School of Industrial Engineering, Purdue University, West Lafayette, IN 47907, USA.
Phys Med Biol. 2010 Sep 7;55(17):5189-202. doi: 10.1088/0031-9155/55/17/019. Epub 2010 Aug 16.
Cancer treatment with ionizing radiation is often compromised by organ motion, in particular for lung cases. Motion uncertainties can significantly degrade an otherwise optimized treatment plan. We present a spatiotemporal optimization method, which takes into account all phases of breathing via the corresponding 4D-CTs and provides a 4D-optimal plan that can be delivered throughout all breathing phases. Monte Carlo dose calculations are employed to warrant for highest dosimetric accuracy, as pertinent to study motion effects in lung. We demonstrate the performance of this optimization method with clinical lung cancer cases and compare the outcomes to conventional gating techniques. We report significant improvements in target coverage and in healthy tissue sparing at a comparable computational expense. Furthermore, we show that the phase-adapted 4D-optimized plans are robust against irregular breathing, as opposed to gating. This technique has the potential to yield a higher delivery efficiency and a decisively shorter delivery time.

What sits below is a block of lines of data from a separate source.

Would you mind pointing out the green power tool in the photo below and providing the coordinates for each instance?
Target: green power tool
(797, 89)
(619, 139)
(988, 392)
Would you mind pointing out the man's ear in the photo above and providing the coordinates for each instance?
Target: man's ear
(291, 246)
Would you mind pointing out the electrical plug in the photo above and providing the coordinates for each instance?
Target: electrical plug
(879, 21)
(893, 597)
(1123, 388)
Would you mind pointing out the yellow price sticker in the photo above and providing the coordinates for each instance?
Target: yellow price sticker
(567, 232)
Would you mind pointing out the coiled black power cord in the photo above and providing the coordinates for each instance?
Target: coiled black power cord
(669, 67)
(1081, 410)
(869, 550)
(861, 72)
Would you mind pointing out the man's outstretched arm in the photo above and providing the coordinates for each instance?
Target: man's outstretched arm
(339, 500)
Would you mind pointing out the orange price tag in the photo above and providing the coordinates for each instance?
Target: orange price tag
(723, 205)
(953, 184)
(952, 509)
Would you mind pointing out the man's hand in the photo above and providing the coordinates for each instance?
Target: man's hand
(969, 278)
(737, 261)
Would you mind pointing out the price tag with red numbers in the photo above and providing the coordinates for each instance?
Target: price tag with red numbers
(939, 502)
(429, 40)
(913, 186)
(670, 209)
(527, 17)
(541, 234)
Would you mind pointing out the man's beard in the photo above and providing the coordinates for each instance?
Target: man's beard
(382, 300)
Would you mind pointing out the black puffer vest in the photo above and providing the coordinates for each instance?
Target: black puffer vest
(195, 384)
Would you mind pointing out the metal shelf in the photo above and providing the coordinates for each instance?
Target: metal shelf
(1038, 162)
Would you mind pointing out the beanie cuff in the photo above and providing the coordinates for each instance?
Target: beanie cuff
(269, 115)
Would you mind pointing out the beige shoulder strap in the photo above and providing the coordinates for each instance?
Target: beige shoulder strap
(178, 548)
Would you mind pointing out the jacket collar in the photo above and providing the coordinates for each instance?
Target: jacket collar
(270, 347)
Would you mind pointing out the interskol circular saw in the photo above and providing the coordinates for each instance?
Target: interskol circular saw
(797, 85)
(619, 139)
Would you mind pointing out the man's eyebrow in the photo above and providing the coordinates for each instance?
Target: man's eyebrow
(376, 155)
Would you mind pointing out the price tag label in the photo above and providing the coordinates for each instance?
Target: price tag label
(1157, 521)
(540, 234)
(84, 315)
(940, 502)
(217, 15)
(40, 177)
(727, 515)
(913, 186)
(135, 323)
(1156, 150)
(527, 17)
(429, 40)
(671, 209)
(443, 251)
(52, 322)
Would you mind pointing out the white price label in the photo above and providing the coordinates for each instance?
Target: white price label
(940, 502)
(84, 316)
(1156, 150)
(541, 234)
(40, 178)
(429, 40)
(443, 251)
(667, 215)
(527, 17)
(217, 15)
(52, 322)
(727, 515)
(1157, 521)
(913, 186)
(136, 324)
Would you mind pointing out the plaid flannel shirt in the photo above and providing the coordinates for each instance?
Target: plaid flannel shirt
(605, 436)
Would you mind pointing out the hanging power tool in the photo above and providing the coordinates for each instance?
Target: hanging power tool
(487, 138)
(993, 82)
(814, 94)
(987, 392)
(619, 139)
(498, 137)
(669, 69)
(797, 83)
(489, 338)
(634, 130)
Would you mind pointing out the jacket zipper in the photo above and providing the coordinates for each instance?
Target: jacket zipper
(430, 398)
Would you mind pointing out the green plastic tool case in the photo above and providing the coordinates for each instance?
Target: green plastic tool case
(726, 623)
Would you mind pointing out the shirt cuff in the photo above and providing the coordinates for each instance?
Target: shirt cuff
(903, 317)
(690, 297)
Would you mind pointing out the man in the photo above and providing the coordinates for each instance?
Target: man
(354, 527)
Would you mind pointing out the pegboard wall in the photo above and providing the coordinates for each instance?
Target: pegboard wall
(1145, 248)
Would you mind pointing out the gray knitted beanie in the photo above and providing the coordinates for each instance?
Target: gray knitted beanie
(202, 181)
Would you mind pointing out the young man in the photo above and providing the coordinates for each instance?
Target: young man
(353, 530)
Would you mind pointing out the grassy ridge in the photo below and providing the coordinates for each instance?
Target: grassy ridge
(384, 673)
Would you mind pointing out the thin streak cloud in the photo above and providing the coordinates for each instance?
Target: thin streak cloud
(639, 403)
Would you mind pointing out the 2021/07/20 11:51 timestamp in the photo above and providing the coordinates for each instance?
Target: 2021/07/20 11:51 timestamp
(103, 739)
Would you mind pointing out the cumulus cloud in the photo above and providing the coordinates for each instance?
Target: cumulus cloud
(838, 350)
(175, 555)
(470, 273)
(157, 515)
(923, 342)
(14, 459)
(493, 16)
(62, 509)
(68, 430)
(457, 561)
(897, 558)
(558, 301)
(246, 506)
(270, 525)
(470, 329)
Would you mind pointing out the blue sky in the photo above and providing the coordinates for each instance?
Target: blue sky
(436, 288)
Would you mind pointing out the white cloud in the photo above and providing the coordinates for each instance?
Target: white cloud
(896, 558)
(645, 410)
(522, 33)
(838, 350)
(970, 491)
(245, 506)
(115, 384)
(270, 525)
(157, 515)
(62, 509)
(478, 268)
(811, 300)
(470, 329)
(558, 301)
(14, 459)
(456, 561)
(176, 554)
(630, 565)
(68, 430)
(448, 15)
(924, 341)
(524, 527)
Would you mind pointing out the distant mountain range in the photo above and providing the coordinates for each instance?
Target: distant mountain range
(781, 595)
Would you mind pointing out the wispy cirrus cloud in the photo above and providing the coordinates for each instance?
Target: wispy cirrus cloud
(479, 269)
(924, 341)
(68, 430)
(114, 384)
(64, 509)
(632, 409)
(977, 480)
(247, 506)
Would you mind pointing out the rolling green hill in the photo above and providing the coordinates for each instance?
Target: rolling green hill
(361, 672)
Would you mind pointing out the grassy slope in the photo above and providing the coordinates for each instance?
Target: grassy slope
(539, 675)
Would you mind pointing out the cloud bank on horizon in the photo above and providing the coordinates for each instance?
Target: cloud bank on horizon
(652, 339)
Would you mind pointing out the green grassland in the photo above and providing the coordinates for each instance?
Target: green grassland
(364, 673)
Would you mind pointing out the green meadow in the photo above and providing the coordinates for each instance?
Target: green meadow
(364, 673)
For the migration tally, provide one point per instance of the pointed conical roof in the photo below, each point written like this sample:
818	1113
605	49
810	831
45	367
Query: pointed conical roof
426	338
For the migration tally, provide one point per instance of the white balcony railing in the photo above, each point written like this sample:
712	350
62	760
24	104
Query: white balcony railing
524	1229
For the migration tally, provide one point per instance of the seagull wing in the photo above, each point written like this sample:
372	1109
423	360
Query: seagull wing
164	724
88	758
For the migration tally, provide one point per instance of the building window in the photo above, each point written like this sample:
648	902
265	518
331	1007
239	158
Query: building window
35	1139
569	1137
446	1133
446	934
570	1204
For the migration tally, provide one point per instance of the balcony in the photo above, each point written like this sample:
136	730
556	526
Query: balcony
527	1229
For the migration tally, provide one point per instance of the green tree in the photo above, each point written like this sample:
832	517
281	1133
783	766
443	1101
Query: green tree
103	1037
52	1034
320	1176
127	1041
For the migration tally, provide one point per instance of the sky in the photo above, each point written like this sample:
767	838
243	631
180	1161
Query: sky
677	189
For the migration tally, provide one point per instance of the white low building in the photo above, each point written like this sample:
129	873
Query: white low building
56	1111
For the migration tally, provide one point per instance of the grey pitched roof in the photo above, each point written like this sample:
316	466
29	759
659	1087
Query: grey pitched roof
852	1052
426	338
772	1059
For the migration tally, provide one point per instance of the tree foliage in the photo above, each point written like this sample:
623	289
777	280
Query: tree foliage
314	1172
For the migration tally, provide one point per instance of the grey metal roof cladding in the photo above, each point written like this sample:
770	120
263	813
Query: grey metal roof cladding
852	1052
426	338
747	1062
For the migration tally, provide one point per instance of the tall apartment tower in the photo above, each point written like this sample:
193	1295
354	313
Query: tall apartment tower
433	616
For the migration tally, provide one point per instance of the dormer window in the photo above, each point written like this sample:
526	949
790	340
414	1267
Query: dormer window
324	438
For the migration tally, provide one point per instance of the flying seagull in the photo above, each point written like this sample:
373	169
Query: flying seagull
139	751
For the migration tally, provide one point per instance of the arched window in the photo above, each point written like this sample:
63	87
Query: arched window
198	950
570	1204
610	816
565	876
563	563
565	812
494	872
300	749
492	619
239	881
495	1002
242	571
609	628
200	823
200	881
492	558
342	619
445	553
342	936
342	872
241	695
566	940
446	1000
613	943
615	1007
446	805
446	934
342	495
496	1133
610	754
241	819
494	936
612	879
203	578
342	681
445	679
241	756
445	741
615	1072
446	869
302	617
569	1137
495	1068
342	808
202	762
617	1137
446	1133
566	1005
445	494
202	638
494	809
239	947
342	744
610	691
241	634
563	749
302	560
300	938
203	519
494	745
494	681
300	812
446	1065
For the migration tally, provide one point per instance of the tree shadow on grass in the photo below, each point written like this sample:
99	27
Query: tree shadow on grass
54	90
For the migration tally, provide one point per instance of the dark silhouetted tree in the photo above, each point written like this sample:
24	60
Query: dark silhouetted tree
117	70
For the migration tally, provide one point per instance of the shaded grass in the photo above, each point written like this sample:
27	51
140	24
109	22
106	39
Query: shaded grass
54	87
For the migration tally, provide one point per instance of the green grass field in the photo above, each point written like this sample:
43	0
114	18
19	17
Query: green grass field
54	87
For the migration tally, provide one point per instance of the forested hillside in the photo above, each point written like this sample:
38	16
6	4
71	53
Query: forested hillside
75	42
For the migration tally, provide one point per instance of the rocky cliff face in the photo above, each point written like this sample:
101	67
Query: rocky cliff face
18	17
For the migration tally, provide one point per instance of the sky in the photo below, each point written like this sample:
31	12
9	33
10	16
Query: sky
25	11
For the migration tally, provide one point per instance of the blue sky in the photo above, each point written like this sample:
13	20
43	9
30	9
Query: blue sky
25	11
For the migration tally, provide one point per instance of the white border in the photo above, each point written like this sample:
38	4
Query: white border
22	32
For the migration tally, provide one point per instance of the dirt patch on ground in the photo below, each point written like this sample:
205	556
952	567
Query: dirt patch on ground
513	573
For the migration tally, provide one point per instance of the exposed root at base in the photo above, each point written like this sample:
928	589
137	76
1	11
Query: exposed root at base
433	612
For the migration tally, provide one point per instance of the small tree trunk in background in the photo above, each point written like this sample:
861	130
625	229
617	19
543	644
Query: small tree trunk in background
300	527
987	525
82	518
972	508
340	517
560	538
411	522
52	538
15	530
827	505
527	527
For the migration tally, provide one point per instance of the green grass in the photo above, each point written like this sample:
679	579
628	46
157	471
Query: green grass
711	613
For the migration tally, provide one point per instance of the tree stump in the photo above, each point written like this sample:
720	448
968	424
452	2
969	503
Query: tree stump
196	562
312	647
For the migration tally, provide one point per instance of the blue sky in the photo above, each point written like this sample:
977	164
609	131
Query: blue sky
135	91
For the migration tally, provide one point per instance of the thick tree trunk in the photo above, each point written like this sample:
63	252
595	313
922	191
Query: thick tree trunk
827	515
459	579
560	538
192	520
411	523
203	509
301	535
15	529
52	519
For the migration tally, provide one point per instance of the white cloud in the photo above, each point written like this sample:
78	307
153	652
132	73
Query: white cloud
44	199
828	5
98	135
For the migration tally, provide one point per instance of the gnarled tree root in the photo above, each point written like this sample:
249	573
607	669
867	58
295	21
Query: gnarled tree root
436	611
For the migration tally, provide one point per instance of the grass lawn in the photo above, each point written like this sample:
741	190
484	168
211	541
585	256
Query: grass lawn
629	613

癌症的放射治疗常因器官运动而受到影响,尤其是肺部病例。运动不确定性会显著降低原本优化的治疗计划的效果。我们提出了一种时空优化方法,通过相应的 4D-CT 考虑呼吸的所有阶段,并提供可以在所有呼吸阶段都能实施的 4D 最优计划。为了保证对肺部运动影响的最高剂量学准确性,我们采用了蒙特卡罗剂量计算。我们用临床肺癌病例演示了这种优化方法的性能,并将结果与传统的门控技术进行了比较。我们报告了在可比的计算代价下,目标覆盖度和健康组织保护方面的显著改善。此外,我们表明,与门控相比,自适应相位的 4D 优化计划对不规则呼吸具有更强的鲁棒性。这种技术有可能提高输送效率,并显著缩短输送时间。